PADANG, KLIKPOSITIF — Bandara Internasional Minangkabau (BIM) memastikan kesiapan operasional dalam menghadapi periode Angkutan Lebaran 2026 dengan membentuk Posko Terpadu yang melibatkan seluruh pemangku kepentingan di lingkungan bandara.
General Manager InJourney Airports Kantor Cabang Bandara Internasional Minangkabau, Doni Subardono, mengatakan, posko Angkutan Lebaran di Bandara Internasional Minangkabau melibatkan sejumlah instansi terkait, di antaranya Otoritas Bandara, AirNav Indonesia, maskapai penerbangan, ground handling, Tentara Nasional Indonesia dan Kepolisian Negara Republik Indonesia, Badan Meteorologi, Klimatologi, dan Geofisika, Imigrasi, Bea Cukai, Karantina, operator transportasi darat, hingga pengelola parkir serta mitra usaha bandara.
“Angkutan Lebaran merupakan salah satu momentum dengan tingkat mobilitas masyarakat yang sangat tinggi. Oleh karena itu, kesiapan fasilitas, operasional, serta koordinasi antarinstansi menjadi fokus utama kami untuk memastikan perjalanan masyarakat berlangsung aman dan nyaman,” ujarnya, Rabu (11/3).
Sinergi seluruh stakeholder ini menjadi kunci untuk memastikan kelancaran operasional serta pelayanan kepada masyarakat yang melakukan perjalanan melalui bandara selama periode Lebaran. “Angkutan Lebaran merupakan momentum dengan tingkat mobilitas masyarakat yang sangat tinggi, sehingga kesiapan fasilitas, operasional, dan koordinasi antarinstansi menjadi fokus utama,” jelasnya.
Ada beberapa hal yang menjadi fokus dalam pelaksanaan Posko Angkutan Lebaran 2026 di antaranya, menjaga keselamatan dan keamanan penerbangan sebagai prioritas utama, meningkatkan kualitas pelayanan penumpang dengan mengedepankan prinsip hospitality dan kemudahan akses informasi, serta memastikan kesiapan fasilitas dan infrastruktur bandara.
“Selain itu, pengelola bandara juga memperkuat koordinasi antar stakeholder melalui Posko Terpadu guna mempercepat penanganan berbagai potensi kendala operasional serta mengantisipasi lonjakan jumlah penumpang dan penerbangan tambahan (extra flight) selama periode mudik dan arus balik,” tuturnya.
Pengelola bandara juga meningkatkan kewaspadaan terhadap berbagai potensi gangguan operasional seperti kondisi cuaca, faktor keamanan, maupun hal lain yang dapat memengaruhi kelancaran penerbangan.
“Untuk mendukung kelancaran perjalanan masyarakat, pihak bandara mengimbau calon penumpang untuk datang ke bandara minimal dua hingga tiga jam sebelum jadwal keberangkatan, memastikan dokumen perjalanan lengkap, menggunakan transportasi resmi menuju bandara, serta mengikuti arahan petugas,” paparnya.
Penumpang juga diingatkan untuk menyiapkan saldo e-money yang cukup guna mempermudah transaksi pembayaran cashless di area parkir bandara.
BIM juga menyediakan berbagai moda transportasi menuju dan dari bandara seperti kereta api bandara, taksi resmi, transportasi online, bus DAMRI, hingga layanan rental kendaraan.
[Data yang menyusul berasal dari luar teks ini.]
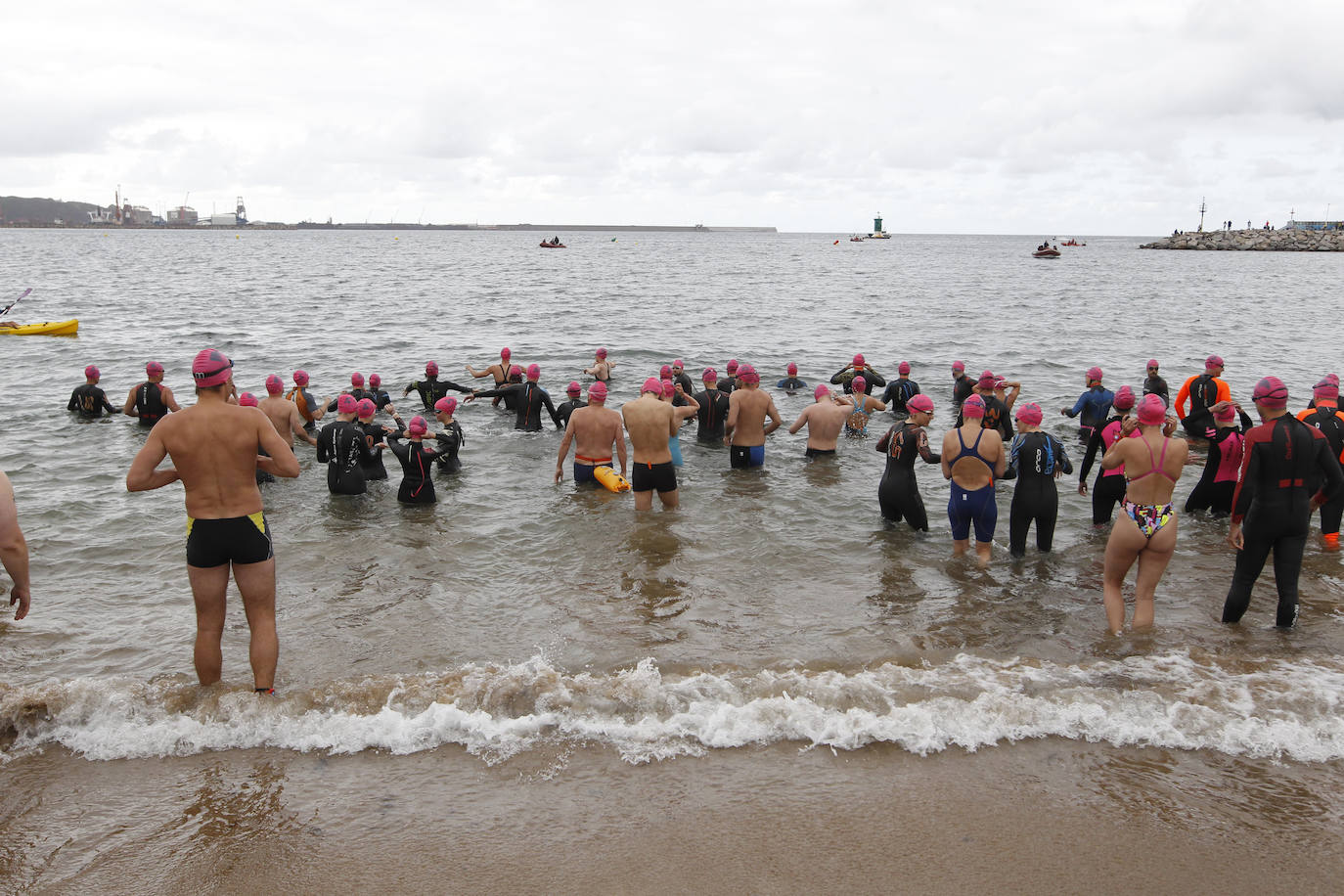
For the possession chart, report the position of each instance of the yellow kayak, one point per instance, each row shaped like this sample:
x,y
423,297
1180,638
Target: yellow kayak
x,y
45,328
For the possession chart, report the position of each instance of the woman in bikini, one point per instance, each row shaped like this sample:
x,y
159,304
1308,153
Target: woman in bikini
x,y
1145,529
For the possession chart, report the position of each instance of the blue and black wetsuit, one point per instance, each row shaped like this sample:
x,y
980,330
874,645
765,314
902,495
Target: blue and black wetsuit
x,y
898,493
1035,457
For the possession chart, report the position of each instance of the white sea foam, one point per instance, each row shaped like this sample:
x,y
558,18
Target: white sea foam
x,y
1276,708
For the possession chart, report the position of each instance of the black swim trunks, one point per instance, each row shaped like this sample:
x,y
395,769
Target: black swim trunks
x,y
646,477
240,539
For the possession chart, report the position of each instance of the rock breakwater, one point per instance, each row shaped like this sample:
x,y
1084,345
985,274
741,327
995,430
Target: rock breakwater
x,y
1257,241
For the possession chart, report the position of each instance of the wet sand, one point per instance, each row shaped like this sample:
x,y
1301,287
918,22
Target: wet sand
x,y
1045,816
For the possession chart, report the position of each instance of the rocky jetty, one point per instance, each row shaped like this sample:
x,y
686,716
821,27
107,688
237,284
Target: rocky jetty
x,y
1257,241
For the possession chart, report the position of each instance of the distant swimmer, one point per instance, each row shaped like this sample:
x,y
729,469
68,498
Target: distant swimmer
x,y
596,431
151,400
1093,406
824,420
571,402
973,469
14,551
215,450
1145,531
650,424
1039,460
87,399
1289,470
284,414
865,406
601,370
746,430
1109,488
712,413
858,368
433,388
343,449
790,383
1154,384
899,391
309,407
528,400
898,493
450,438
417,464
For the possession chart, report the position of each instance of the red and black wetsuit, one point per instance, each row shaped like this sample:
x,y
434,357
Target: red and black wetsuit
x,y
1283,458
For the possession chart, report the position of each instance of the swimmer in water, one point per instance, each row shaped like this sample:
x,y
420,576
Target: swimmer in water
x,y
973,469
151,400
594,428
746,430
1145,531
824,418
898,493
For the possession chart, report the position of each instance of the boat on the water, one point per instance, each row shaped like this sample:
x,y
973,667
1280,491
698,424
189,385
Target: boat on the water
x,y
45,328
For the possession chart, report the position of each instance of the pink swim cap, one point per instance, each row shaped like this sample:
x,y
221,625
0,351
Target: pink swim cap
x,y
919,403
211,367
1152,410
1271,392
1028,414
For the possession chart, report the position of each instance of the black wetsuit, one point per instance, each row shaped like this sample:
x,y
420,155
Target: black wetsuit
x,y
1283,458
1211,493
712,414
341,448
1035,457
449,442
89,400
898,493
1109,488
527,400
567,407
417,464
898,392
433,388
150,403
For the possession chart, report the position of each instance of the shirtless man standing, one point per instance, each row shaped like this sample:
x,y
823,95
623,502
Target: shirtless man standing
x,y
650,422
594,428
824,421
284,414
746,428
215,450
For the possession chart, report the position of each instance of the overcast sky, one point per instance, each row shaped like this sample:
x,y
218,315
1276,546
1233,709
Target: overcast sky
x,y
948,117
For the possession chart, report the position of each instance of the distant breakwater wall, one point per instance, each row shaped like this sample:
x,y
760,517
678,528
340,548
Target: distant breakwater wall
x,y
1257,241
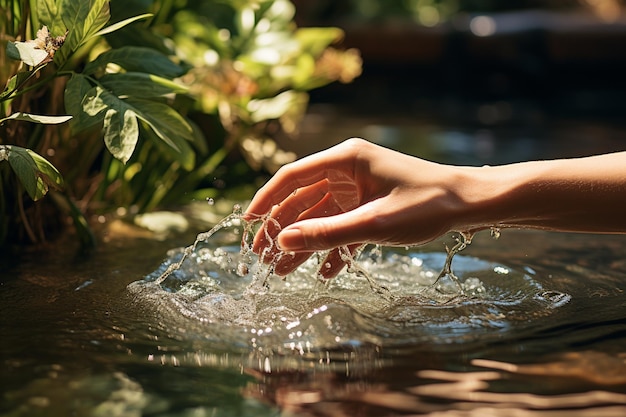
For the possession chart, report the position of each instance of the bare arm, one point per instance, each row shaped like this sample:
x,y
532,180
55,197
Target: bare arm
x,y
358,192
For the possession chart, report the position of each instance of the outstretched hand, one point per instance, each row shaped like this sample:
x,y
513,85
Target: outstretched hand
x,y
348,195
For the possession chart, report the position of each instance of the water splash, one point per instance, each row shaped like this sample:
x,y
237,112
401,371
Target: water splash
x,y
220,291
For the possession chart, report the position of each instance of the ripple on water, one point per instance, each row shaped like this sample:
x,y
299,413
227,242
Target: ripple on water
x,y
218,294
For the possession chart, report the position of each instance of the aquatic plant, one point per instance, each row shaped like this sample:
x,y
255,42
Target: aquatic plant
x,y
99,115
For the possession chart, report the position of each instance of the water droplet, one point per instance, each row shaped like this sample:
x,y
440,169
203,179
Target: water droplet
x,y
242,269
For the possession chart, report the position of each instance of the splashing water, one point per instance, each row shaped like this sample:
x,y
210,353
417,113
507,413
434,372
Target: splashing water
x,y
218,290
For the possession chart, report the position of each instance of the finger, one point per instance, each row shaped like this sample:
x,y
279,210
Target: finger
x,y
361,225
334,262
325,207
304,172
285,214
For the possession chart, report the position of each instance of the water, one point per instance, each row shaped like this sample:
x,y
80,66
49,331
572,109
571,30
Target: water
x,y
539,330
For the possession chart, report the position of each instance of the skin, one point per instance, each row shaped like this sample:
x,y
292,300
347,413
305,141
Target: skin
x,y
358,192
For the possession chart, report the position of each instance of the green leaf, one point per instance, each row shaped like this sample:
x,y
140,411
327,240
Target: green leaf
x,y
315,40
49,14
78,91
14,83
120,128
136,59
139,84
121,131
169,126
121,24
34,172
36,118
82,19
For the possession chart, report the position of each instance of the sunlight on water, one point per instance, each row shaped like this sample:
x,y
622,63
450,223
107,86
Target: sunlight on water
x,y
216,291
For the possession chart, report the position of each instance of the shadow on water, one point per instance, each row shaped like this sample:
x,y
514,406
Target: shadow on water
x,y
539,330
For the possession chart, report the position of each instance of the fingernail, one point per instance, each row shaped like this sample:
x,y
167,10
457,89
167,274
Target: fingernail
x,y
291,239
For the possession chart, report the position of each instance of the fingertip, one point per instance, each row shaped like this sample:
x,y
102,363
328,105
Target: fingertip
x,y
291,239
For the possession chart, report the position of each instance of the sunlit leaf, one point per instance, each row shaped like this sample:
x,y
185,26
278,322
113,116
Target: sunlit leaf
x,y
14,83
169,126
119,25
27,52
121,131
36,118
77,91
34,172
136,59
140,84
272,108
82,19
49,14
315,40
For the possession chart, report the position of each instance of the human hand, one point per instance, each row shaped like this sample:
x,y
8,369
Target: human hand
x,y
353,193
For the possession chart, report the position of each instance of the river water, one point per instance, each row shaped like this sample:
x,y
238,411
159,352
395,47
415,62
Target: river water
x,y
537,328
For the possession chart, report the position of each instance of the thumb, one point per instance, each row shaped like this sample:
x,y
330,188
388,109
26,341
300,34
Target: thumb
x,y
323,233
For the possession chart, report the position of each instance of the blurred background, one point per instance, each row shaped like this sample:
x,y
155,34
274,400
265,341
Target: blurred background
x,y
473,81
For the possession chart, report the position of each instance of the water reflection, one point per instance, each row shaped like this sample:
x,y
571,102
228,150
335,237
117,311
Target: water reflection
x,y
546,337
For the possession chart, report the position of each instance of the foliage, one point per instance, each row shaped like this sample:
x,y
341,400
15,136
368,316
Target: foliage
x,y
156,102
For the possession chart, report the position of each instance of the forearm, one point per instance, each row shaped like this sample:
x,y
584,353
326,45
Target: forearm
x,y
581,195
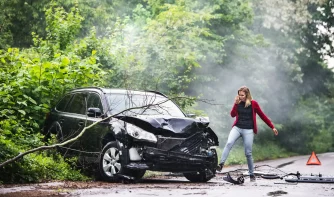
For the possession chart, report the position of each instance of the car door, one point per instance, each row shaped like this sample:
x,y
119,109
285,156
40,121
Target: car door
x,y
92,139
72,120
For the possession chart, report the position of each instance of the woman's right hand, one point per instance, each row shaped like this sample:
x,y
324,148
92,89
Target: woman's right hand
x,y
237,100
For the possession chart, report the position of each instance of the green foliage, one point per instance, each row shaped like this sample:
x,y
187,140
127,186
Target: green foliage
x,y
311,127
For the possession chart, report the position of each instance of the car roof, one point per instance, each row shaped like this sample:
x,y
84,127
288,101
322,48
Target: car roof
x,y
118,91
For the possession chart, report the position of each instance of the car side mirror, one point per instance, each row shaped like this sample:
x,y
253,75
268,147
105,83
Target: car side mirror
x,y
94,112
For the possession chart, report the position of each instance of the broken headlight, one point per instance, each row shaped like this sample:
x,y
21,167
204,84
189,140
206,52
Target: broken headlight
x,y
140,134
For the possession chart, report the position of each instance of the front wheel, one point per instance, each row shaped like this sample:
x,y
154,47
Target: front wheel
x,y
110,164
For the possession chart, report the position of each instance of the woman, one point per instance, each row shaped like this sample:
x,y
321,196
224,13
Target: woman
x,y
245,110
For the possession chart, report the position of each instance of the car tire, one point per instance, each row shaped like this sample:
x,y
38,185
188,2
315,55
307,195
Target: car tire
x,y
201,177
110,165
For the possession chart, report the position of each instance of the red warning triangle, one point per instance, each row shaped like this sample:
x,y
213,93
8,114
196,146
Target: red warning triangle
x,y
313,160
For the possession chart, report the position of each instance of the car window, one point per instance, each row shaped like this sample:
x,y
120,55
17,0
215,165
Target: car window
x,y
94,100
61,106
153,105
78,104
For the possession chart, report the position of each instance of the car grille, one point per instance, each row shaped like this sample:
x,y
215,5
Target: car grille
x,y
192,145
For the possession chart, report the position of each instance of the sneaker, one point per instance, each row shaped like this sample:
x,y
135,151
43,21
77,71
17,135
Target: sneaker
x,y
252,178
220,167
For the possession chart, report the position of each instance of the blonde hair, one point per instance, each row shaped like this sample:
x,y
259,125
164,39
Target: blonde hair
x,y
248,95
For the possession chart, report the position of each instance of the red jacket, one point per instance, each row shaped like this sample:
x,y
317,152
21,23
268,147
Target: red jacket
x,y
256,110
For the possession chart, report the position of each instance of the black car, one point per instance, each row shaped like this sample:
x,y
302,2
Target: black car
x,y
138,131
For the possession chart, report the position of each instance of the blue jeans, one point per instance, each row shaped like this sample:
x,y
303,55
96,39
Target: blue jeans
x,y
247,136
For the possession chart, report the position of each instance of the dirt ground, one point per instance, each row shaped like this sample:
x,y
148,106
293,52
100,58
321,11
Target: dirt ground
x,y
169,186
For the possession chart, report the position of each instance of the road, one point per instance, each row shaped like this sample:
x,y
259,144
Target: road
x,y
178,186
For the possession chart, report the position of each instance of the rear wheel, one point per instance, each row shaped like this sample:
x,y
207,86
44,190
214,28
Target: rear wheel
x,y
110,165
203,176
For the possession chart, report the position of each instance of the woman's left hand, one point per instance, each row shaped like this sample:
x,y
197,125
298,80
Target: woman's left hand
x,y
275,131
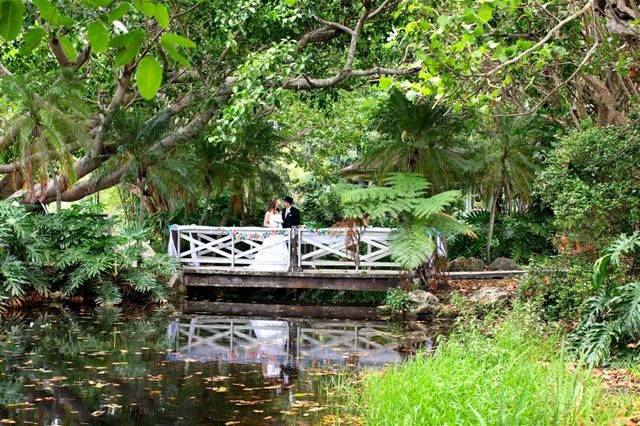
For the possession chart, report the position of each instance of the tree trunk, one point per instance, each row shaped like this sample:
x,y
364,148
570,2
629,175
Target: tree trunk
x,y
141,207
58,195
492,220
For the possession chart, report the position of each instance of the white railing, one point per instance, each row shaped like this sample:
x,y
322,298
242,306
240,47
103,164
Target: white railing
x,y
236,248
345,248
226,247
Posko lebaran akan dibuka hingga 30 Maret 2026.
“Selain itu, berbagai fasilitas penunjang seperti tenant food and beverage, coffee shop, retail store, toko oleh-oleh khas Minangkabau, layanan perbankan, serta ATM juga tersedia untuk memberikan kenyamanan bagi penumpang. Kita berharap dukungan seluruh stakeholder serta rekan media dalam menyampaikan informasi kepada masyarakat terkait kesiapan pelayanan Angkutan Lebaran di BIM. Dengan sinergi dan kolaborasi yang kuat, penyelenggaraan Angkutan Lebaran 2026 diharapkan dapat berjalan aman, tertib, dan lancar,” terangnya.